I've got a few books about the Polish resistance in WWII:

The Polish Underground 1939-1947 by David Williamson

Station 43 SOE's Polish Section by Ian Valentine

Thirteen: My 13 years in Polish SMU GROM has been translated into English.

After reading what they've done then and more recently, I'm glad the Poles are officially on our side.


----------



## pardus (Sep 28, 2014)

Great post @Flagg 

The irony of the Polish situation is that WWII started specifically to defend Poland and they were left under yet another brutally oppressive regime. 
Not that the west could have done much about it, short of going to war with the Soviets, but still a great shame.


----------



## Flagg (Sep 28, 2014)

Yeah….Postdam made things pretty obvious…..but at least some of the Cursed Soldiers still had the guts to try…..with the odd bit of futile half hearted western assistance.

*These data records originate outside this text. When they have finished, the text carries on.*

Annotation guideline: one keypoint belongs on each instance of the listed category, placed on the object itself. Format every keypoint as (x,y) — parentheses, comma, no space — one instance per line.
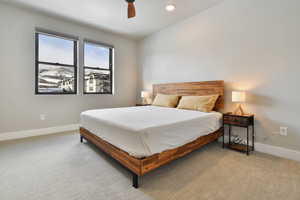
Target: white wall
(252,45)
(19,107)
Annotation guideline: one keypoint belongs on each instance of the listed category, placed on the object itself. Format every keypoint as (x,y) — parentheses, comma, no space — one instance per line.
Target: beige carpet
(59,167)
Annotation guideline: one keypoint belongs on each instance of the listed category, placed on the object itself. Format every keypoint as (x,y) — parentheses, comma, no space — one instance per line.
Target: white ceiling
(111,15)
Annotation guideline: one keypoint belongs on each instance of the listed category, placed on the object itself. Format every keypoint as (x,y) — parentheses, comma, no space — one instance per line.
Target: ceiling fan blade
(131,10)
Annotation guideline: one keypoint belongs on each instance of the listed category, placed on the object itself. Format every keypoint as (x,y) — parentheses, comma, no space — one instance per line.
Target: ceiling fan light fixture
(131,9)
(170,7)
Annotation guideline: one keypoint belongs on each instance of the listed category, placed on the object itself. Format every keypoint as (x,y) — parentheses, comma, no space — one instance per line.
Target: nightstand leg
(248,140)
(253,138)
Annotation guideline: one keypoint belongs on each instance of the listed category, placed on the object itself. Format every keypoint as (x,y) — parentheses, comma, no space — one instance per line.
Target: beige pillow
(201,103)
(166,100)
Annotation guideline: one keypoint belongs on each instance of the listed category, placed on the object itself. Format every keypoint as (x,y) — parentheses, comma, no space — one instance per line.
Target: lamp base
(239,110)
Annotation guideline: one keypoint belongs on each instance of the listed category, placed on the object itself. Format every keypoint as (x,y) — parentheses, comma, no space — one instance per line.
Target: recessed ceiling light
(170,7)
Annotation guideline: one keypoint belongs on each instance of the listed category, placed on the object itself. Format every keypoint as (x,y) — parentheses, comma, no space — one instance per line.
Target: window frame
(110,69)
(37,62)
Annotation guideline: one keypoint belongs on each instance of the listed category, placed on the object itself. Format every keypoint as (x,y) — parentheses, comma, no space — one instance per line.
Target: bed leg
(135,180)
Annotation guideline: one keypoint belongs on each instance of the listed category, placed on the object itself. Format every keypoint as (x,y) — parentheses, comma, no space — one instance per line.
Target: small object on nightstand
(139,104)
(244,121)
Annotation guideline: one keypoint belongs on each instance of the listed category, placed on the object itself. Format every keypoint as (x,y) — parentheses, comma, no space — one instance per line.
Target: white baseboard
(278,151)
(274,150)
(37,132)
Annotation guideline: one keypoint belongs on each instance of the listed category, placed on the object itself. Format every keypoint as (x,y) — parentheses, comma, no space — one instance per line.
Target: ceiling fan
(131,8)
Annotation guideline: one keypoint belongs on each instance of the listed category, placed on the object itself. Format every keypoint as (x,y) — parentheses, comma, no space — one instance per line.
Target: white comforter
(147,130)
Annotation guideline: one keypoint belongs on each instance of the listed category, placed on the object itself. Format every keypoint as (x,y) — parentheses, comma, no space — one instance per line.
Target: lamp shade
(145,94)
(238,96)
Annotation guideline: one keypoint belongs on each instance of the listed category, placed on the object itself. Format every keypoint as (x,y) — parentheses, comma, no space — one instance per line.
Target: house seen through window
(56,65)
(97,68)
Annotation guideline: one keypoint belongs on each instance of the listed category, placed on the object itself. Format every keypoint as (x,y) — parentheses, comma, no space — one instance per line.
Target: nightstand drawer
(240,121)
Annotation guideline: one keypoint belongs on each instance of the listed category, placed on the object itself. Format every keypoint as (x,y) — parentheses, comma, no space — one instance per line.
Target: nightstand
(139,104)
(244,121)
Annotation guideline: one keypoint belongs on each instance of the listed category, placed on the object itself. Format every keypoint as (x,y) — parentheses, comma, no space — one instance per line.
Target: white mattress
(147,130)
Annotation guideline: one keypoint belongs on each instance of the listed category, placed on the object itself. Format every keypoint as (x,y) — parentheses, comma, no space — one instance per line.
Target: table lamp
(239,97)
(146,96)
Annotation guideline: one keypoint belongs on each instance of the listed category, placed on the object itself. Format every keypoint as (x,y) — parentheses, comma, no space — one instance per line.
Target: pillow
(201,103)
(166,100)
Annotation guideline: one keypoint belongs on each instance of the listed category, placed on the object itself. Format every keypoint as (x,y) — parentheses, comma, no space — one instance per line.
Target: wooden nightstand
(139,104)
(244,121)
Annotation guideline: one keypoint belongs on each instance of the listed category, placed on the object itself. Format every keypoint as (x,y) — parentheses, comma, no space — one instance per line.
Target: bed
(145,138)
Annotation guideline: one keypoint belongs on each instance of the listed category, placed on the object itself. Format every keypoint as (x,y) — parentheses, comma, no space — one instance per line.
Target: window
(56,64)
(98,66)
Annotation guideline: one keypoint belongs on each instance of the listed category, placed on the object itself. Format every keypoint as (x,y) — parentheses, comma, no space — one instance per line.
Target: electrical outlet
(283,131)
(42,117)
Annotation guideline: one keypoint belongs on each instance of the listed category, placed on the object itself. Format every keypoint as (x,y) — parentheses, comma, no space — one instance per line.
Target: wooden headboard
(193,89)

Ukraine's resistance carried on even longer into the early 50's and might have some real relevancy to what's going on there today.

I'd love to see a book written about US efforts during the Reagan Administration to shatter the Warsaw Pact through Solidarity and such in Poland.

I reckon the little we know about the Catholic Church tied in with the Reagan Administration during that period is only the tip of the spear.


----------



## pardus (Sep 28, 2014)

Flagg said:


> Ukraine's resistance carried on even longer into the early 50's and might have some real relevancy to what's going on there today..



I saw brief mention years ago, of ex Wehrmacht Soldiers fighting in the Ukraine post war against the Soviets. I never head that confirmed or repeated though.


----------